Segundo a investigação, Dom teria fornecido informações à assessora parlamentar para elucidar um homicídio ocorrido em Santa Cruz, em 30 de novembro de 2021.

O miliciano relatou que o crime foi cometido pela quadrilha rival, liderada por Danilo Dias Lima, o Tandera, mas que o carro com o corpo teria sido abandonado na área “para incriminar” o Bonde de Zinho, diz o MP.

O pedido de Dom era para que Lucinha se utilizasse “de seu prestígio”, para fazer essas informações chegarem às autoridades.

A investigação apura ainda se Lucinha usou seu mandato para pressionar operações da Polícia Civil contra um grupo rival de Zinho. Segundo o MPRJ, a milícia, supostamente, de Zinho, teria pago às delegacias da Polícia Civil para fazer uma megaoperação contra o grupo rival dele na Zona Oeste do Rio.

Em nota, a Polícia Civil diz “que não há qualquer tipo de indício de conduta criminosa nas delegacias”, repudia qualquer tentativa de associar ela ou o delegado Marcus Amim — citado pelo grupo — a grupos criminosos.
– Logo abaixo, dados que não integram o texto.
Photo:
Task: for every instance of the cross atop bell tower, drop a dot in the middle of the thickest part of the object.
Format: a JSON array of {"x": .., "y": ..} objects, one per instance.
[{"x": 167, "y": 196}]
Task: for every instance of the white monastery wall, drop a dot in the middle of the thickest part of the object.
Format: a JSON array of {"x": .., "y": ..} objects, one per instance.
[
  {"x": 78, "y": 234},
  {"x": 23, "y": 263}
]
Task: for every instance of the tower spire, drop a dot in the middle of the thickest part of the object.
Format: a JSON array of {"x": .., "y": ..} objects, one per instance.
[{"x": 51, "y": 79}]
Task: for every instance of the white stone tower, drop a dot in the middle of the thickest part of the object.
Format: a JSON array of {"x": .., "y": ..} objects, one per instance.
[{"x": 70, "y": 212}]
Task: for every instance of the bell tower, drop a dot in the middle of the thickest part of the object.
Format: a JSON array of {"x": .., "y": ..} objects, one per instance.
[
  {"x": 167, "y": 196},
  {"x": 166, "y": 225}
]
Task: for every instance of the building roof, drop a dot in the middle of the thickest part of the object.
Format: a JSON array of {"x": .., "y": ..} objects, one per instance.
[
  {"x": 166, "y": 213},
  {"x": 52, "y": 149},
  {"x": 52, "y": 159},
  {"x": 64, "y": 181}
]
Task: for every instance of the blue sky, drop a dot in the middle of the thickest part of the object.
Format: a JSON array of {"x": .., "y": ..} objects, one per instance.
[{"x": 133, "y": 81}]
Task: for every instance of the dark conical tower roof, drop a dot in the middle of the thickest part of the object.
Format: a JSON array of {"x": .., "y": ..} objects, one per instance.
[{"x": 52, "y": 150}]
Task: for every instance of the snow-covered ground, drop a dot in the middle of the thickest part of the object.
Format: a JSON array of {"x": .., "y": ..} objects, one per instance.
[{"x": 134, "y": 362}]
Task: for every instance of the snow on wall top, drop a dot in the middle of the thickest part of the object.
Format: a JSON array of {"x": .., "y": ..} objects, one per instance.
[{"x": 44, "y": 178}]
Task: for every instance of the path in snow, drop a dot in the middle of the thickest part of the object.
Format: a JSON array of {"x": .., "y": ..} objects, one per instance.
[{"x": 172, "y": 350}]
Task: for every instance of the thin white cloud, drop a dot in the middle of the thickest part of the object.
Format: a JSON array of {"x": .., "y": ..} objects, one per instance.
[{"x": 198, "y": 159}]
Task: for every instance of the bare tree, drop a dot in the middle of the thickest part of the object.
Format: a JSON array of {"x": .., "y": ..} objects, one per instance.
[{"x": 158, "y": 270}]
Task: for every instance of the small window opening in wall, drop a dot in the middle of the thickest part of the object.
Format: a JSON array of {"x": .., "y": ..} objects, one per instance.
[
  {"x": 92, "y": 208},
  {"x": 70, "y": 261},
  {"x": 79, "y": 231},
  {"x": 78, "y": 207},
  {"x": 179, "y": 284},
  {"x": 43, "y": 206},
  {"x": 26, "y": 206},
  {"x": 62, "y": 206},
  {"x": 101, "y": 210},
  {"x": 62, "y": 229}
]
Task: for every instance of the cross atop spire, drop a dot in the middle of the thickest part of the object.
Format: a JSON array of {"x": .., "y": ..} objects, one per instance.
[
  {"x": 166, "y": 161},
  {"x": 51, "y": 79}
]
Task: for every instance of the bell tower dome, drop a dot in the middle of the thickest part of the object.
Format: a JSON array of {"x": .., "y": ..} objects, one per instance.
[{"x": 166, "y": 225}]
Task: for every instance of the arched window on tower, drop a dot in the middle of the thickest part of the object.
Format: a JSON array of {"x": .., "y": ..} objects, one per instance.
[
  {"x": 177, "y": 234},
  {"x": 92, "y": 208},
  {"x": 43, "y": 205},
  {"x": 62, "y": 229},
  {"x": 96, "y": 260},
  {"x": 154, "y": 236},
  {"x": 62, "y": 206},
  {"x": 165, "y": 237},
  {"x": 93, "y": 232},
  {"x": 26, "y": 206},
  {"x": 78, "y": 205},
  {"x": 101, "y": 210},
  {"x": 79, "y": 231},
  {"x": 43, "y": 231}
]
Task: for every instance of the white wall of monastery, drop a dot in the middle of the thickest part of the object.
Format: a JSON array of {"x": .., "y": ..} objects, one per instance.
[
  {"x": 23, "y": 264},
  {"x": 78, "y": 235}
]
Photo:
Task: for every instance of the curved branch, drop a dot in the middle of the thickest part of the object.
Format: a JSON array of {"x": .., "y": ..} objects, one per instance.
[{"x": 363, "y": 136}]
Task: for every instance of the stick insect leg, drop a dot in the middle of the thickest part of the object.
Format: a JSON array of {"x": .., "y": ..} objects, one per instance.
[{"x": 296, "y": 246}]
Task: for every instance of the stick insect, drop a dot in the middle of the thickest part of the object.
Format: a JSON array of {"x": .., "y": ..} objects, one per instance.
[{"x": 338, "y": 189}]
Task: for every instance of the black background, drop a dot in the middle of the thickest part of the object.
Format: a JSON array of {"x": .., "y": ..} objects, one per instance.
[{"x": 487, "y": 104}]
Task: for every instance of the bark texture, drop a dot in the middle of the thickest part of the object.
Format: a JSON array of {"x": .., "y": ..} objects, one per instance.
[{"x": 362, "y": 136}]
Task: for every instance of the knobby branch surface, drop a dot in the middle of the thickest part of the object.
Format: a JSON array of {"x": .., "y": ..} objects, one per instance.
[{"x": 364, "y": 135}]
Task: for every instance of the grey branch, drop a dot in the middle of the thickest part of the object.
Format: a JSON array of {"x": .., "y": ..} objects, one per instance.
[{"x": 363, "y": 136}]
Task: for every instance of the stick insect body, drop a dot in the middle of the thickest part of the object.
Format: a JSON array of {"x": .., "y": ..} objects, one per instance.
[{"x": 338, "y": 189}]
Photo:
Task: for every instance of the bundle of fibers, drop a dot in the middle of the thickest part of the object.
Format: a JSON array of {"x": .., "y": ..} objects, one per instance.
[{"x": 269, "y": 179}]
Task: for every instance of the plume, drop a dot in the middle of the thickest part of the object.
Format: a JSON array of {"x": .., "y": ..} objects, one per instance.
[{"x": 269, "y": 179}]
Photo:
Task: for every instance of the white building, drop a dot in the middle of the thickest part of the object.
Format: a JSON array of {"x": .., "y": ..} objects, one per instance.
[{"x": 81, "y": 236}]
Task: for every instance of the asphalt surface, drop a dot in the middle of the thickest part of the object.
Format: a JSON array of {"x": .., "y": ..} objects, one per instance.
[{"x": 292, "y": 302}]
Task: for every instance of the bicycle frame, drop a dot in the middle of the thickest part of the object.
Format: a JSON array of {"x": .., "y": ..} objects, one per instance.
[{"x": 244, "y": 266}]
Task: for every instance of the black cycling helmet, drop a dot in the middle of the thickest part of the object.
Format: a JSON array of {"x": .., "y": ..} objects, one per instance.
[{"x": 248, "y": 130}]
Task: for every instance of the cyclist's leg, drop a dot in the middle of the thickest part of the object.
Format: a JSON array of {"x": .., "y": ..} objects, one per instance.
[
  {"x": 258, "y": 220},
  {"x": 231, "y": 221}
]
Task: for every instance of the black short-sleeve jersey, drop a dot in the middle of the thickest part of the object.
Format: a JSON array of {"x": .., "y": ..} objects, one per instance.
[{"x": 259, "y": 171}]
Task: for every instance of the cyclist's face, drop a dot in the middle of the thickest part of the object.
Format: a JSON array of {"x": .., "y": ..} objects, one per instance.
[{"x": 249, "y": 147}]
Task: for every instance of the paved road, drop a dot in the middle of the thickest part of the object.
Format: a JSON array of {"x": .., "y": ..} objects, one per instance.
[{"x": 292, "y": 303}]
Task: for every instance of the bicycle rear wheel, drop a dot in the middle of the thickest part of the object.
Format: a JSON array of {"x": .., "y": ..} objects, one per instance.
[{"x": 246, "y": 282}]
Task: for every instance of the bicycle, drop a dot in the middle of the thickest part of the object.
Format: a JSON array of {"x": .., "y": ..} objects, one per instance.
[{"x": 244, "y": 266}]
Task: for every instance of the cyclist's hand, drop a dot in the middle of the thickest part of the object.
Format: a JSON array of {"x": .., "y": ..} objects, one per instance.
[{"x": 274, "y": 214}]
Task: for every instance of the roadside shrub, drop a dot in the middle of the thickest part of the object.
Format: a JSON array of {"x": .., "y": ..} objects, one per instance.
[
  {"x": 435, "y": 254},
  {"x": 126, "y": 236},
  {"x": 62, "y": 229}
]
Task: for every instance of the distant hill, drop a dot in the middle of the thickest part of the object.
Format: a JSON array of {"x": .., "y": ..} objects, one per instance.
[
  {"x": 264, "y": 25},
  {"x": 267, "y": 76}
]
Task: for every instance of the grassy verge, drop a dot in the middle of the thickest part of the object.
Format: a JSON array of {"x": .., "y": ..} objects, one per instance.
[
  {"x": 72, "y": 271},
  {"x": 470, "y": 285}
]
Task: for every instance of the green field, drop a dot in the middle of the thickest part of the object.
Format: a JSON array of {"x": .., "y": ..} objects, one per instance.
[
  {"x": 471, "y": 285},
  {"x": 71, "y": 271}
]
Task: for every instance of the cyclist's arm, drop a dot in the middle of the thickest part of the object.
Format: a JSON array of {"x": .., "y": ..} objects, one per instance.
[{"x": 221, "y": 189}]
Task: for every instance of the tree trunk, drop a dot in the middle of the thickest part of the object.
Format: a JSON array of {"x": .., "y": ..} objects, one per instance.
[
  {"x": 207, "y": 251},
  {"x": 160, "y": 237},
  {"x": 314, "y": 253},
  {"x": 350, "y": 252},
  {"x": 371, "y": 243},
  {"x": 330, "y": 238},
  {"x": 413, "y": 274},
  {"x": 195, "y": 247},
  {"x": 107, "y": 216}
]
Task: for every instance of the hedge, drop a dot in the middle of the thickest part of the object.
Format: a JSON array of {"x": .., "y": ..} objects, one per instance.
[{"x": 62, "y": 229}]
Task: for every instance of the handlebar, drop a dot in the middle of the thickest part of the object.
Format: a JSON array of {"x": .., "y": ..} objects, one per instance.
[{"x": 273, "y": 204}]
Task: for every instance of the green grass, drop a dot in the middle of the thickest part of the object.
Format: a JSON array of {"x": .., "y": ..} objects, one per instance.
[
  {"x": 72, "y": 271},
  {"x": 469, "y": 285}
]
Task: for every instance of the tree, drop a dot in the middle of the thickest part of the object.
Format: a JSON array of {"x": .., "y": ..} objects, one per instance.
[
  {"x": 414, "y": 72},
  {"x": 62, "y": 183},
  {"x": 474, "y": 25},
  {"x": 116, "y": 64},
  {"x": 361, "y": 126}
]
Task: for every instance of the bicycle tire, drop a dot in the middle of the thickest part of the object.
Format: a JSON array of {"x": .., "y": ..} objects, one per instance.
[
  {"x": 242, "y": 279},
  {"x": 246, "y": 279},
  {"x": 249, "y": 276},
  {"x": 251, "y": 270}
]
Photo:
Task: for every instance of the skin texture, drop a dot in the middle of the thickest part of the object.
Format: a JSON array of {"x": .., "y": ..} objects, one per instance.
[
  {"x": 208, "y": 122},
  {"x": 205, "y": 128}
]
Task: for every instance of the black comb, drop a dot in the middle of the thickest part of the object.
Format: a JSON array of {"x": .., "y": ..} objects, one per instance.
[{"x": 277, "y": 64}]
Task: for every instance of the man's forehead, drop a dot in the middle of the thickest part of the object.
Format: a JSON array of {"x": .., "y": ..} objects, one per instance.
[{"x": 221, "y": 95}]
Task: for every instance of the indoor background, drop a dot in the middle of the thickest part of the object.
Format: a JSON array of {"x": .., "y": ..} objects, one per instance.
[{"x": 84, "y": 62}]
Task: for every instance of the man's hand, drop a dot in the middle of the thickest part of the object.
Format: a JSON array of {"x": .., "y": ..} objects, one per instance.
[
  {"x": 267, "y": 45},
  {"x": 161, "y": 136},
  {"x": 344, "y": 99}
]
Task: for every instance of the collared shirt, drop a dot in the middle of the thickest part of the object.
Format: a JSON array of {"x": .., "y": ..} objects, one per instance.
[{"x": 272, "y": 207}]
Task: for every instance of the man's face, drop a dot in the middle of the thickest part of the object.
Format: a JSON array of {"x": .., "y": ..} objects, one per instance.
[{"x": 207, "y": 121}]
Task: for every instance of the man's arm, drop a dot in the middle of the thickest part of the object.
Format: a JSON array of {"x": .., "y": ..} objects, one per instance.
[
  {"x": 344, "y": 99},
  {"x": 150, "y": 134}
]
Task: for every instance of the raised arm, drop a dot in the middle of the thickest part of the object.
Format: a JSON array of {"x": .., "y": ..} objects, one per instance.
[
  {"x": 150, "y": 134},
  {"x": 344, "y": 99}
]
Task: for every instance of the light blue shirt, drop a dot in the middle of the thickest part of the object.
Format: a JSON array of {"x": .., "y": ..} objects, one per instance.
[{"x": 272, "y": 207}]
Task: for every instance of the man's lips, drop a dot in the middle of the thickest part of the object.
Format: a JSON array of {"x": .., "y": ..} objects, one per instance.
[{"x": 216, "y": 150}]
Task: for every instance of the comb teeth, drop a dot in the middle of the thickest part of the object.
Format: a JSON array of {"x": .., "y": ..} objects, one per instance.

O miliciano Danilo Dias Lima, o Danilo Tandera — Foto: Reprodução

O miliciano Danilo Dias Lima, o Danilo Tandera — Foto: Reprodução

AS MILÍCIAS NO RIO:

As milícias são grupos paramilitares, que disputam com os traficantes espaço na subjugação de comunidades carentes e bairros na capital e em outros municípios fluminenses. Em 2005, reportagem do GLOBO revelou que essas quadrilhas formadas por policiais e ex-policiais tinham assumido o controle de 42 favelas na Zona Oeste do Rio.

Após uma década de expansão e fortalecimento, os grupos milicianos dominam e exploram regiões que se espalham por dezenas de bairros do Rio e no entorno da capital, brigam por novos territórios com um arsenal militar. Corrompem, matam e se infiltram nas instituições. Quase sempre sem punição.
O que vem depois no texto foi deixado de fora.